Este proceso de neutralización totalitaria de cualquier fórmula de narración fuera del marco del sistema comercial y político, que ha sido una de las características fundamentales de la Transición, fue rápidamente imitada por el resto de medios de comunicación, las agencias de publicidad y la incipiente industria cultural con el decidido apoyo del Estado. No había que ser particularmente ingenioso para perpetrar este reparto excluyente del poder y desarrollar una política de neutralización del posible surgimiento de nuevos sujetos políticos colectivos antagonistas. Es sólo el eco local de un fenómeno más amplio: el papel protagonista que la cultura Pop comenzó a jugar a finales de los ’70 en el mundo anglosajón en la construcción del neoliberalismo de Margaret Thatcher y Ronald Reagan, que posteriormente clonó la socialdemocracia. La tercera parte del documental The Century of the Self relata con lucidez cómo “ser joven consumidor e individualista” se convierte entonces en la forma paradigmática de “ser en el mundo”.
Pero, como sabemos muy bien, no estamos ante una historia lineal en blanco y negro, pues algunos de los agentes que intervienen son múltiples, ágiles y escurridizos.
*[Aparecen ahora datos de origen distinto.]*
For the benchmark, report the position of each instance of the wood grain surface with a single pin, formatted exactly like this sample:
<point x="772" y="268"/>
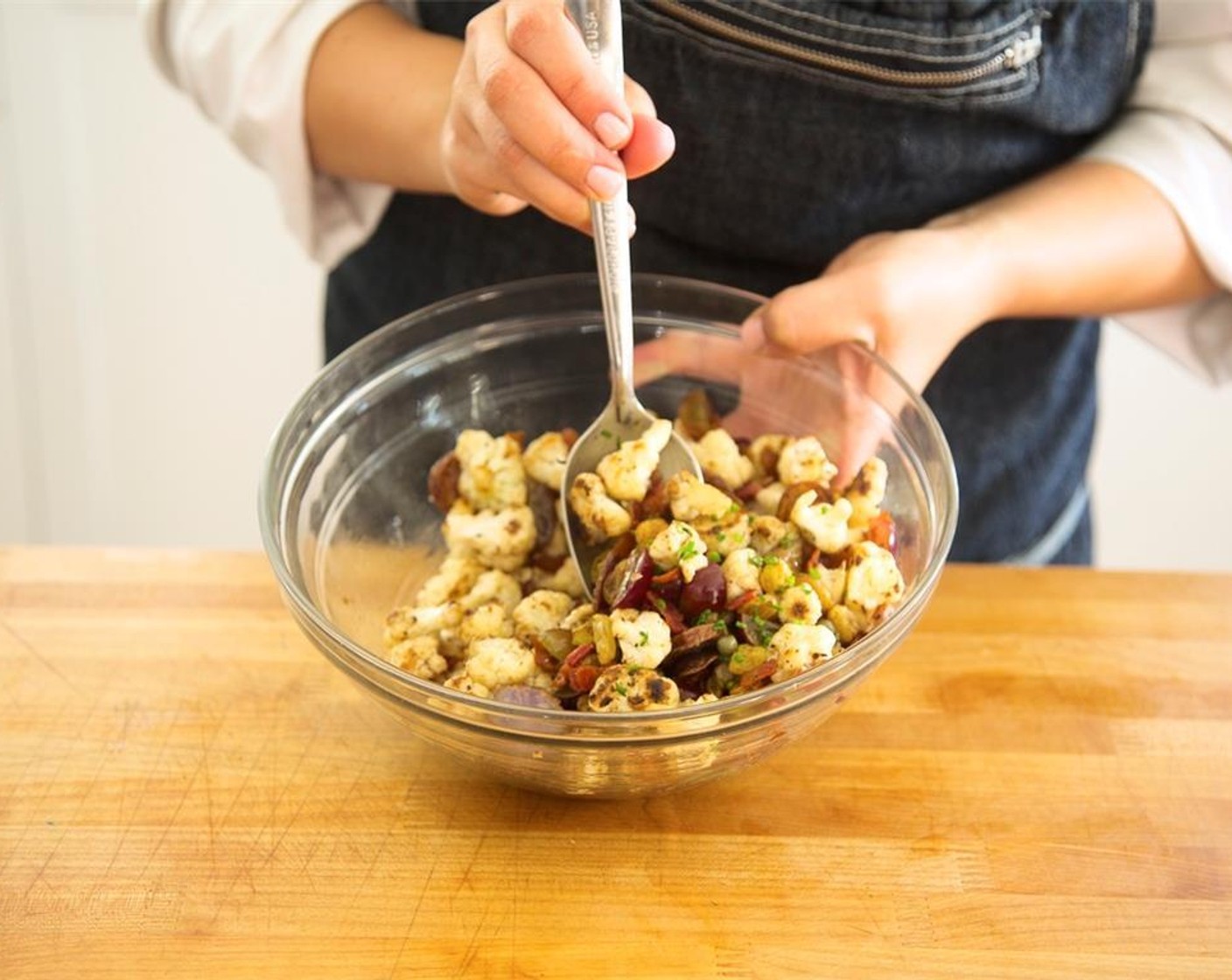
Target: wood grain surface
<point x="1038" y="784"/>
En el mundo de la música, donde los cambios han sido paradigmáticos, el post-punk, tras la rapidísima comodificación del punk, abrió nuevos caminos en la producción independiente como operación política, que la cultura rave convirtió en una subversión de las jerarquías de producción sónica. Y la explosión de los intercambios de archivos, el p2p y las páginas de descargas, trajeron consigo una auténtica edad de oro de la creatividad fuera del control de la industria cultural. Las redes colectivas desafiaban el reparto de papeles en los procesos de composición y comunicación.
El orden del Pop, esto es la gran estrella del espectáculo, su nuevo lanzamiento discográfico, la industria que lo configura, la lista de éxitos que escala y, fundamentalmente, el mecanismo de marketing y branding que da vida a todo este juego y a sus múltiples tentáculos, se conservan como reliquias de la época de los dinosaurios. Sólo hay que echar un vistazo a la increíble ampliación del espectro sonoro elaborada por la revista británica Wire en los últimos años.
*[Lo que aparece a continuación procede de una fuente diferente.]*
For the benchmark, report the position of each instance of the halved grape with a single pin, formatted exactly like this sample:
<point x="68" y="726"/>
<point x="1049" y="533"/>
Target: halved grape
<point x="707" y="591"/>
Por primera vez desde que se inventaron las tecnologías de reproducción, toda la historia de la música se ha hecho accesible, puede intercambiarse libremente y es posible una reapropiación radical que desafía las nociones de artista-productor y público-consumidor, así como sus límites y formatos. Este acceso al conocimiento y al placer ha enriquecido extraordinariamente nuestra relación con el sonido. Y ha hecho saltar por los aires el montaje de la industria cultural, las jerarquías de producción y las policías del pensamiento.


3.
La expansión de las revueltas políticas, la grave crisis del capitalismo, la desaparición de las barreras entre registros como arte o activismo, la degradación del sistema democrático o la proliferación de tecnologías no jerárquicas, nos colocan ante el desafío de crear nuevos imaginarios que nos permitan romper el tejido de esta realidad. La muerte del Pop alimenta la necesidad de generar nuevos espacios no regidos por la leyes de representación capitalistas. La muerte del Pop no es un cambio de sintonías generacionales ni la confección de una nueva lista de éxitos que reemplaza a la anterior, supone la desaparición de las fórmulas que hemos tenido durante las últimas décadas, para la producción y representación de realidades, desde el arte al periodismo o la representación política. La muerte del Pop es el comienzo del fin del capitalismo.